Hundreds of Spotify premium accounts have ended up online, complete with details: username, password, account type, email addresses and other information. However, the Swedish streaming company denied that there has been a security breach and user information is secure and intact.
It is not clear yet If this is a new incident with the company or the result of a previous hacking that happened before. In order to check if the accounts are real or simply bogus accounts, TechCrunch decided to get in touch with Spotify members via the email addresses that were found online. Several replied back to their query, confirming that they are members. The list also shows that it is not only specific to U.S.-based accounts, members from other parts of the world were also on the list.
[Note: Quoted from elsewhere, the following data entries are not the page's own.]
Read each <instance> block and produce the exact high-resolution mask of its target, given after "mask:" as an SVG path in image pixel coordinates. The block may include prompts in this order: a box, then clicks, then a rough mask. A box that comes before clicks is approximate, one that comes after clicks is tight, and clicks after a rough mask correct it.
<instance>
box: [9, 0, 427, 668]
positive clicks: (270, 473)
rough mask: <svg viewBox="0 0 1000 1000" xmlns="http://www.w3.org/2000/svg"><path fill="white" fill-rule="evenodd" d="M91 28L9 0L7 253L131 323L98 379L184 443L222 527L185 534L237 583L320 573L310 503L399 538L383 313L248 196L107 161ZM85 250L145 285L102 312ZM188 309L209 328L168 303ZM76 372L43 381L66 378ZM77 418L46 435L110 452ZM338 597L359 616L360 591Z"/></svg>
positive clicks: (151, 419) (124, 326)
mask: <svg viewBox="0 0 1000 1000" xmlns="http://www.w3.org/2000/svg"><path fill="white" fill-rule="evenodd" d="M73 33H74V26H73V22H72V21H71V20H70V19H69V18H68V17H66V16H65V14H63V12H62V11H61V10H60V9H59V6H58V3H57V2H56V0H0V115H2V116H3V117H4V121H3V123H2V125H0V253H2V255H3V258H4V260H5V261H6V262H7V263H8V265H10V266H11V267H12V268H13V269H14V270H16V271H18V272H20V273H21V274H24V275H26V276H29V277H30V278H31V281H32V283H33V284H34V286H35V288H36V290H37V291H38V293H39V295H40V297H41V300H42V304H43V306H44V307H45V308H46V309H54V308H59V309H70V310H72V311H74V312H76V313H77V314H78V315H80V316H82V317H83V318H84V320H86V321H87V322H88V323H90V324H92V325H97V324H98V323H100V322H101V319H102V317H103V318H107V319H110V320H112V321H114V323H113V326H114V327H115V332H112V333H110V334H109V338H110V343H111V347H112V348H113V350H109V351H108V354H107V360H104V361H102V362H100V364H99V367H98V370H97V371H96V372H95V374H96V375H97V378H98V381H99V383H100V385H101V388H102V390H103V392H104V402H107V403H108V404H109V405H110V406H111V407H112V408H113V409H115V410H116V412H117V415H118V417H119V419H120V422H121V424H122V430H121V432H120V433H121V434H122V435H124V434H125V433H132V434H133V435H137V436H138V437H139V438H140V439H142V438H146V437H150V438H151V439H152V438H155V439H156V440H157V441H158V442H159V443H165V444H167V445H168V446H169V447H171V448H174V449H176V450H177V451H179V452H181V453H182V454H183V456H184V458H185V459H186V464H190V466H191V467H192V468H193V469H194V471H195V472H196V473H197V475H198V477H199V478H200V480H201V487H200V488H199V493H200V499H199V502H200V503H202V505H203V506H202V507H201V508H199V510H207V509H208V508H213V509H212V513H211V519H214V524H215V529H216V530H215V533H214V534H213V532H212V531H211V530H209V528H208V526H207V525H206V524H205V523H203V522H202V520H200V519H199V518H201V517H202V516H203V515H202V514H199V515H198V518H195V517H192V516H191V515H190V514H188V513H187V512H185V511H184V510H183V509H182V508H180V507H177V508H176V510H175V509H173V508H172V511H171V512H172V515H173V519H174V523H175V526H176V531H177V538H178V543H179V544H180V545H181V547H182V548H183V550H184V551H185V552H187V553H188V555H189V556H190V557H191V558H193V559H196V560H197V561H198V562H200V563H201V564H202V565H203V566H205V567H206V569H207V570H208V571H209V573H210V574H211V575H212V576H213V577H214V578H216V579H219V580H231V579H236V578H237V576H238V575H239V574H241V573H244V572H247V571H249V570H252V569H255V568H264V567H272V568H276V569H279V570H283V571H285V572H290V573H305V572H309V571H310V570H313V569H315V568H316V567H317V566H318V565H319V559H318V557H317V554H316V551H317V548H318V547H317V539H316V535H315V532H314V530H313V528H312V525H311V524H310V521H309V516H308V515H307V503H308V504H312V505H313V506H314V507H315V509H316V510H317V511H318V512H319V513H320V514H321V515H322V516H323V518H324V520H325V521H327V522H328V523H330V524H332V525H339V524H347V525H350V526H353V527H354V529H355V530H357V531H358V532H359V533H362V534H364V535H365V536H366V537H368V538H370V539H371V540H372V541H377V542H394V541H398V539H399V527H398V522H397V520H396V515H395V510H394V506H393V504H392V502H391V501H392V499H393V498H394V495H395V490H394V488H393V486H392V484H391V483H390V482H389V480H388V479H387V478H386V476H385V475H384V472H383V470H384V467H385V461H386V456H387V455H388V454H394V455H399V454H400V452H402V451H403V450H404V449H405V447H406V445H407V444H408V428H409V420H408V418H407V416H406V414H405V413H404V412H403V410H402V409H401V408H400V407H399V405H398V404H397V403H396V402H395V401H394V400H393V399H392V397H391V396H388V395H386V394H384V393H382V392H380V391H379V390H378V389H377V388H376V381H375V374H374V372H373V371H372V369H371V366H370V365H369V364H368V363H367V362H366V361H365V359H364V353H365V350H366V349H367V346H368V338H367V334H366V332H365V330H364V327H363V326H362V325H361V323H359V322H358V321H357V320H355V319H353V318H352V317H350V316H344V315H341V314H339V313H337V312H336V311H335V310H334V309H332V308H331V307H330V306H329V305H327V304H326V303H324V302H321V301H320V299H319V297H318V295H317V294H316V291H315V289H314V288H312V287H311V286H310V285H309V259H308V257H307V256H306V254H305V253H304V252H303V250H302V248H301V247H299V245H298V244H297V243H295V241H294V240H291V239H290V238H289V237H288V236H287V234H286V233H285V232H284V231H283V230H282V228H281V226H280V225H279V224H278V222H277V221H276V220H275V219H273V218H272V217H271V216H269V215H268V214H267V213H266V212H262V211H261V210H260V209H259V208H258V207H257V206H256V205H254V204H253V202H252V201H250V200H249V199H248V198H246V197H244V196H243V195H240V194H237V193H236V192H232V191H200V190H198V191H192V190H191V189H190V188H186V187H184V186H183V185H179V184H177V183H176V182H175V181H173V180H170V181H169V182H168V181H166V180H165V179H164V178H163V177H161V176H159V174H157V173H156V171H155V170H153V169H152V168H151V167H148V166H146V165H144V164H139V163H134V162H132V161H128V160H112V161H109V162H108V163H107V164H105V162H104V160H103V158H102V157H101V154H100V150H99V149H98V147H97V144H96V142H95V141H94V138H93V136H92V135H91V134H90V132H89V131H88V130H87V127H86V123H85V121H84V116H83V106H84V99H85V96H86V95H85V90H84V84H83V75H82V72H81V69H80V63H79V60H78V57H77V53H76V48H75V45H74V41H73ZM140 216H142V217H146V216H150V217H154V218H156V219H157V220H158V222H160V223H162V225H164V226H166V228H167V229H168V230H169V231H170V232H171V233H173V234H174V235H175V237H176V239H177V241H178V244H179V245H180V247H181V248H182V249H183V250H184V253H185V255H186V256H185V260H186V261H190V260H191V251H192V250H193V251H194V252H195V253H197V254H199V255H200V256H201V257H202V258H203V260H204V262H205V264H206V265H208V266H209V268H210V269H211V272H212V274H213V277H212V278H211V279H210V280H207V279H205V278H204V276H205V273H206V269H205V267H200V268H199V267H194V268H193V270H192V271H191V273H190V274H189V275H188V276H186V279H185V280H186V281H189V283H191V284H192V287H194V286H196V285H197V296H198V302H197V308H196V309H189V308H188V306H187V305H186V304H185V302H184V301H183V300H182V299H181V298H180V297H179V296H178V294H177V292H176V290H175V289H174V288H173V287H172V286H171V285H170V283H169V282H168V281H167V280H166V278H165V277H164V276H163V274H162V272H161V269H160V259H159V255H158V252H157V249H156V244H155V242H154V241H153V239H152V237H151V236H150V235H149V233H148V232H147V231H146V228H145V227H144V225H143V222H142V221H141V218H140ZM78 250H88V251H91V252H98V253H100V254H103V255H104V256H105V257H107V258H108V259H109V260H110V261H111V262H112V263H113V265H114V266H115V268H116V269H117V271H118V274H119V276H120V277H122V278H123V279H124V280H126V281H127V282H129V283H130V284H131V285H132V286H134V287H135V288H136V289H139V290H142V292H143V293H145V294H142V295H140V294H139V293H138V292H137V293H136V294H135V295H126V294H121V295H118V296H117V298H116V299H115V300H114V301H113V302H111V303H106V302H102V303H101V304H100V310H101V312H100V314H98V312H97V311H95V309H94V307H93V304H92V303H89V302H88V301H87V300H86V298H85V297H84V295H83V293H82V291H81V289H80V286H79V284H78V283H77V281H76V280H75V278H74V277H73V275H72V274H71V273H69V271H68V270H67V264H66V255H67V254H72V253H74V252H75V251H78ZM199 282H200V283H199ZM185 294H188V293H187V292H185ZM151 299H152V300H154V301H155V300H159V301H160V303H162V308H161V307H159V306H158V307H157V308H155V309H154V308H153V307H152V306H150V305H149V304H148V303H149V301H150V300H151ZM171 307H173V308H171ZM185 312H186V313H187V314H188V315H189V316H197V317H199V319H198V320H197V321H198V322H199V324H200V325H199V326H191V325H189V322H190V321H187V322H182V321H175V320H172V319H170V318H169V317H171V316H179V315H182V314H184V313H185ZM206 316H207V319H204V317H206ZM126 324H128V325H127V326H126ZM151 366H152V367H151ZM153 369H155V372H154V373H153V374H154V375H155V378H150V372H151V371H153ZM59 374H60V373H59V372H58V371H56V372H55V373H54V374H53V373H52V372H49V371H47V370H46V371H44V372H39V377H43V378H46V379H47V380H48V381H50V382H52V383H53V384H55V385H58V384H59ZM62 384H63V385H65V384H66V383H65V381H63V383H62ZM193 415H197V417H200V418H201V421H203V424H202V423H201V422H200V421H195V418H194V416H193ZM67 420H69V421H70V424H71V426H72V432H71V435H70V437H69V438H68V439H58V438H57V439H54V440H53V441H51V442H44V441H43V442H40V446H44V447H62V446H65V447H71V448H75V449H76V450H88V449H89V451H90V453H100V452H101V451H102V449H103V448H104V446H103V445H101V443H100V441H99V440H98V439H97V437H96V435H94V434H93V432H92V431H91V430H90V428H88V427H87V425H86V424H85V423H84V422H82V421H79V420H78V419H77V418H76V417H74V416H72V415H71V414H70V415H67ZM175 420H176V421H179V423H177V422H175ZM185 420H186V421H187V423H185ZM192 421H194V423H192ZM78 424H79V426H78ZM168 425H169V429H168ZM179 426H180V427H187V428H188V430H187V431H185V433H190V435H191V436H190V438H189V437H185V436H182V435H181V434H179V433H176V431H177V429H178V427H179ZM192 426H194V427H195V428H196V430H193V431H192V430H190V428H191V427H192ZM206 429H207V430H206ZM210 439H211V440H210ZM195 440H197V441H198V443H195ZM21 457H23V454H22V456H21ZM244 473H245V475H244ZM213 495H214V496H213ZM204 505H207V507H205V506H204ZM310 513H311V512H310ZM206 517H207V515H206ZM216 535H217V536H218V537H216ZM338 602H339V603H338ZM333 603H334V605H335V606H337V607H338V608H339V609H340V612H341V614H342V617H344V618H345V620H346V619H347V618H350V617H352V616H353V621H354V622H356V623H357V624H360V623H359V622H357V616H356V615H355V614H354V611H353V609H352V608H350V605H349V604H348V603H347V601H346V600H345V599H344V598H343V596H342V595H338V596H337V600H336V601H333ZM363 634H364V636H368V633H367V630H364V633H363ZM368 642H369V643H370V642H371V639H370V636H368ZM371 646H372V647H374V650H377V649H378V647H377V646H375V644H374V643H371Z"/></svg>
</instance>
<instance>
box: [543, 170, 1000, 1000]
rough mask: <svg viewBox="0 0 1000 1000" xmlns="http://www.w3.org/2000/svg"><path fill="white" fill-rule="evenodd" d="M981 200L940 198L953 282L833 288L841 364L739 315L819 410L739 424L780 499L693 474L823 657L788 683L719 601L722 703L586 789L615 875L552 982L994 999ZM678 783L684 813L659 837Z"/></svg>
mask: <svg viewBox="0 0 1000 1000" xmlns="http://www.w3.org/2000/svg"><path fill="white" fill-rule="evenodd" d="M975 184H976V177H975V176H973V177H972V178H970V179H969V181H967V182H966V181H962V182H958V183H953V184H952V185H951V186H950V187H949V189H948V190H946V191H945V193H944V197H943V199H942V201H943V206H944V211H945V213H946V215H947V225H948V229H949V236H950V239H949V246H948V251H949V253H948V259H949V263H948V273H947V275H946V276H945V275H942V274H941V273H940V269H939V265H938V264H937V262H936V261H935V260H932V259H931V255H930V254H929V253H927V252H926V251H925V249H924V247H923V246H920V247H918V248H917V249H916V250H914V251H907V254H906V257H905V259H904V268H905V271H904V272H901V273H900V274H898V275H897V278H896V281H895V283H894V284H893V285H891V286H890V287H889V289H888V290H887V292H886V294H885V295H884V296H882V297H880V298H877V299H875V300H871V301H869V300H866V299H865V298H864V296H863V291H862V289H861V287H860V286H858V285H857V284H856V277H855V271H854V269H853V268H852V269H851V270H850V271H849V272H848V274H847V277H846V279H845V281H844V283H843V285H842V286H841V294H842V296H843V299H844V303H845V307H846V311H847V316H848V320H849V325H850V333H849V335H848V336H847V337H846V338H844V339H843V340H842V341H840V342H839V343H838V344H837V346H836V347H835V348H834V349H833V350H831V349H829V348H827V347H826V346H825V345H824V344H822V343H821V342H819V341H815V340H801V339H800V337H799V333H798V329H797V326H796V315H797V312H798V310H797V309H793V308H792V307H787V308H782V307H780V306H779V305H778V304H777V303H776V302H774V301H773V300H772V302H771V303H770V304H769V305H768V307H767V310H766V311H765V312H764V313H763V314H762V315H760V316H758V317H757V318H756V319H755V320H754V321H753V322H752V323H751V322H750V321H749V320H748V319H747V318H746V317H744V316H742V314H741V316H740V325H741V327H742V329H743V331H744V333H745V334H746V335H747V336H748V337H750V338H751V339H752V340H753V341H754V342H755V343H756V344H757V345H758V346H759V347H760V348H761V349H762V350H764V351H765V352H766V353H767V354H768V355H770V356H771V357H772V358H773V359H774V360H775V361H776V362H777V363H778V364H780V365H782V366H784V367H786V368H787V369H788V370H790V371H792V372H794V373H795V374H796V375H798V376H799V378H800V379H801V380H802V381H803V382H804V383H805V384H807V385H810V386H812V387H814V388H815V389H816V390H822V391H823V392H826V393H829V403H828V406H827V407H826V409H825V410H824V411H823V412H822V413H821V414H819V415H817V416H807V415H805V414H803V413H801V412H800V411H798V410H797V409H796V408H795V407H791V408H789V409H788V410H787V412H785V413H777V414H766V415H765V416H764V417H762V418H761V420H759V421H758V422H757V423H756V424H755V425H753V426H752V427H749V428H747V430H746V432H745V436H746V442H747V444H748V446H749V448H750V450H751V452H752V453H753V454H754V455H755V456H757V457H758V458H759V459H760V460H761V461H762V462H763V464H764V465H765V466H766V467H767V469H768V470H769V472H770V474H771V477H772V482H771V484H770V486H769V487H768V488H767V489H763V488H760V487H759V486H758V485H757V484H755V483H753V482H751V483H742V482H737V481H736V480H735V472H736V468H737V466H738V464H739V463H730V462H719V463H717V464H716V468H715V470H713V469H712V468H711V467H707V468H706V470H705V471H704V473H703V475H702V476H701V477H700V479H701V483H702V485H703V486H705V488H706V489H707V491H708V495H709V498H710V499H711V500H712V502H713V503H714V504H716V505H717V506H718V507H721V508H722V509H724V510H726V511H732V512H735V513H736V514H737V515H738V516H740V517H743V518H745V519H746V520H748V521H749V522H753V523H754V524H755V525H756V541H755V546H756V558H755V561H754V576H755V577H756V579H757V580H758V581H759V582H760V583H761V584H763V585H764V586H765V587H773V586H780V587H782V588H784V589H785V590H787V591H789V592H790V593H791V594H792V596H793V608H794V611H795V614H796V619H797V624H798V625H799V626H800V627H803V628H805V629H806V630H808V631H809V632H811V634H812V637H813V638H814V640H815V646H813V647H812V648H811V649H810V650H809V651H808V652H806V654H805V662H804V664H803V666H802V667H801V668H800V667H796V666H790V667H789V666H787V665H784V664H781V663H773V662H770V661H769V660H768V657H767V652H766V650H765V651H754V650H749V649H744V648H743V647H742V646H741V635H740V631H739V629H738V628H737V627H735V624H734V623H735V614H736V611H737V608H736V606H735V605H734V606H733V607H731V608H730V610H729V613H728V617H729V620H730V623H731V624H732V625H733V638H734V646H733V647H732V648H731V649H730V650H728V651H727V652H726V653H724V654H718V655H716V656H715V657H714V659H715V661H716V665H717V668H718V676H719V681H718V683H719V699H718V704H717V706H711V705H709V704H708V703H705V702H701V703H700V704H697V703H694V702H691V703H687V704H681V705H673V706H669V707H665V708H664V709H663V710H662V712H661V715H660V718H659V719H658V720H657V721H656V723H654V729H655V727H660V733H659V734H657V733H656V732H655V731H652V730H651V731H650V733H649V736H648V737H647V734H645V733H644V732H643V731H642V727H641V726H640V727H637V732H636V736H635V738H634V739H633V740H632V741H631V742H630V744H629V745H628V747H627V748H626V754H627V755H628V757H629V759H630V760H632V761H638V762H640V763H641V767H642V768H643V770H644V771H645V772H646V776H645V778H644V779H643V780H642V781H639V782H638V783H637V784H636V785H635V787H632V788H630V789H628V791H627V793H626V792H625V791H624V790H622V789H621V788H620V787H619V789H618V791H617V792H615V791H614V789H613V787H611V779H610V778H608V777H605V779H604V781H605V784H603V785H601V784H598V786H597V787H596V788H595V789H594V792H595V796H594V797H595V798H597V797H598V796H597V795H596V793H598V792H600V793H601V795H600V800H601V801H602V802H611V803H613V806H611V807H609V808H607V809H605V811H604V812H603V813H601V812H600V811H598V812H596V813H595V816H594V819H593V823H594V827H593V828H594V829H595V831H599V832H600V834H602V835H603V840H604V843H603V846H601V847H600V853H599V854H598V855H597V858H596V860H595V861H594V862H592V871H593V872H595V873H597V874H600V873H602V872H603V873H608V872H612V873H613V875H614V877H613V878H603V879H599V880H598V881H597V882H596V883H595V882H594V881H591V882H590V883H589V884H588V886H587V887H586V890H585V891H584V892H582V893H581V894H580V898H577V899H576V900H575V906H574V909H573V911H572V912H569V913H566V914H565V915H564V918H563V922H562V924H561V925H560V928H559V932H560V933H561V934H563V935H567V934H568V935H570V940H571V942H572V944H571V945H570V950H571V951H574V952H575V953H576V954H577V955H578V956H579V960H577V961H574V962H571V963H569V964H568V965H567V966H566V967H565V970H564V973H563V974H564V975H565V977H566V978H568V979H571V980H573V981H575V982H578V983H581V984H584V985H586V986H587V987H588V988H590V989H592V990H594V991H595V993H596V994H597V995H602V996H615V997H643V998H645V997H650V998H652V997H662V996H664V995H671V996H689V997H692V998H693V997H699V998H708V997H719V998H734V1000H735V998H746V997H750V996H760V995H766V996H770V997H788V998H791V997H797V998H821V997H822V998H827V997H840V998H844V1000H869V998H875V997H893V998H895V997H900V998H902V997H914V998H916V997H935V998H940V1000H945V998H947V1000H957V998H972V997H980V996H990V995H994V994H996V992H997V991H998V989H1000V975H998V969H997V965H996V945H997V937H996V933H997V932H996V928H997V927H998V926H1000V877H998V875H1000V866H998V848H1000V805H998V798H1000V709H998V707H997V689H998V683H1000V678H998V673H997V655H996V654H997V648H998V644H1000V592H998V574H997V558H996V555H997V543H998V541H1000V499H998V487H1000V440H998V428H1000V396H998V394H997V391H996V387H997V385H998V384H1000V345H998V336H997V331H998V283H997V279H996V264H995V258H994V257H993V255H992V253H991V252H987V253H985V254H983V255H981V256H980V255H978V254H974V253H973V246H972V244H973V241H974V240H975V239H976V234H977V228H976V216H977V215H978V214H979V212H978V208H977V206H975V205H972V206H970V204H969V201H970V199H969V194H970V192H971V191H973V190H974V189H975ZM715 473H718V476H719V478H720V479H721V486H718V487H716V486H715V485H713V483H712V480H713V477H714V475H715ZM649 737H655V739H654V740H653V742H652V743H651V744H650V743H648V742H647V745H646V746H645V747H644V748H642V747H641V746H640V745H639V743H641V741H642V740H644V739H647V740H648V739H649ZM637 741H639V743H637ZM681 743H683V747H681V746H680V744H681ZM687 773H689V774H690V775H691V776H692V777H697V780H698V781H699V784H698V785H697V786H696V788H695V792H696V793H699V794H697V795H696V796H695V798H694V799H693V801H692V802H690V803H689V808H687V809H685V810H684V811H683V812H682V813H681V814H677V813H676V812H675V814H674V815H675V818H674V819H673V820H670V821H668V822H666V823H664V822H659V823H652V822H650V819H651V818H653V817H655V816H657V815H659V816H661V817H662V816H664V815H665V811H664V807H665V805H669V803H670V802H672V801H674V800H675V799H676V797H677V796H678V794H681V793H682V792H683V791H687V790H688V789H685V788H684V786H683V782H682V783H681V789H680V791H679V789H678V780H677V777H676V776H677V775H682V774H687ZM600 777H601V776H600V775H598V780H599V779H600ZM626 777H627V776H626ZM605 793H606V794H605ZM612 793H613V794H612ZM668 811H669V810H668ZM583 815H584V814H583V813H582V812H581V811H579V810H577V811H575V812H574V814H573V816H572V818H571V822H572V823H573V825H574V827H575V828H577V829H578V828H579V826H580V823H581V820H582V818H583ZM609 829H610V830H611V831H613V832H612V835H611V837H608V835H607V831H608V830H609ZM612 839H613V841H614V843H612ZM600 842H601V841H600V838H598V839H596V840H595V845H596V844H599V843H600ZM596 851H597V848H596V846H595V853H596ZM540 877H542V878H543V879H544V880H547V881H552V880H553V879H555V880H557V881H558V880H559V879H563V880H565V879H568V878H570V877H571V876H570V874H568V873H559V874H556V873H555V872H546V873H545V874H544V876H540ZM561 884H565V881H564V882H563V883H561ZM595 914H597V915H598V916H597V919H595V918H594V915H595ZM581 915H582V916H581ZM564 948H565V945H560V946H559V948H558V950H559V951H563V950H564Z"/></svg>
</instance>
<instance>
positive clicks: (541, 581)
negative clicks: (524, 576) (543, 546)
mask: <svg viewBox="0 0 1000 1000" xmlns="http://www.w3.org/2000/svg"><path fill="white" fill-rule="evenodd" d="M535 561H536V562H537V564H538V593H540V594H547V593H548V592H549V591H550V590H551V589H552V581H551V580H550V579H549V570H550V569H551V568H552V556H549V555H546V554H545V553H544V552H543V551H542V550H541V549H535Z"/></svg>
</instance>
The report also added that they have reached out to Spotify to give light to the matter, with the company denying any security breach.
"Spotify has not been hacked and our user records are secure. We monitor Pastebin and other sites regularly. When we find Spotify credentials, we first verify that they are authentic, and if they are, we immediately notify affected users to change their passwords," the Sweden-based company's official reply to the query says.
However, the email respondents also said more. They have experienced that unusual things had happened to their accounts before the online magazine contacted them. Songs have been added to their saved song list and they are 100 percent sure that they did not add the song. Another member noticed "recently played" audio tracks which are unfamiliar, prompting the member to change the Spotify password immediately and to log out all devices.
The list was posted on April 23, but email respondents mentioned that they have noticed unusual things with their streaming accounts days before the they were contacted by the publication.
It is also worth noting that many users use the same password on several websites, thus, their Facebook, Skype, Uber and even bank accounts have been tampered.
Online security experts have been reminding internet users for quite a time already that each online account must have a different password for such issues similar to this recent Spotify security breach.
Spotify hasn't issued any official statement aside from what TechCrunch has received.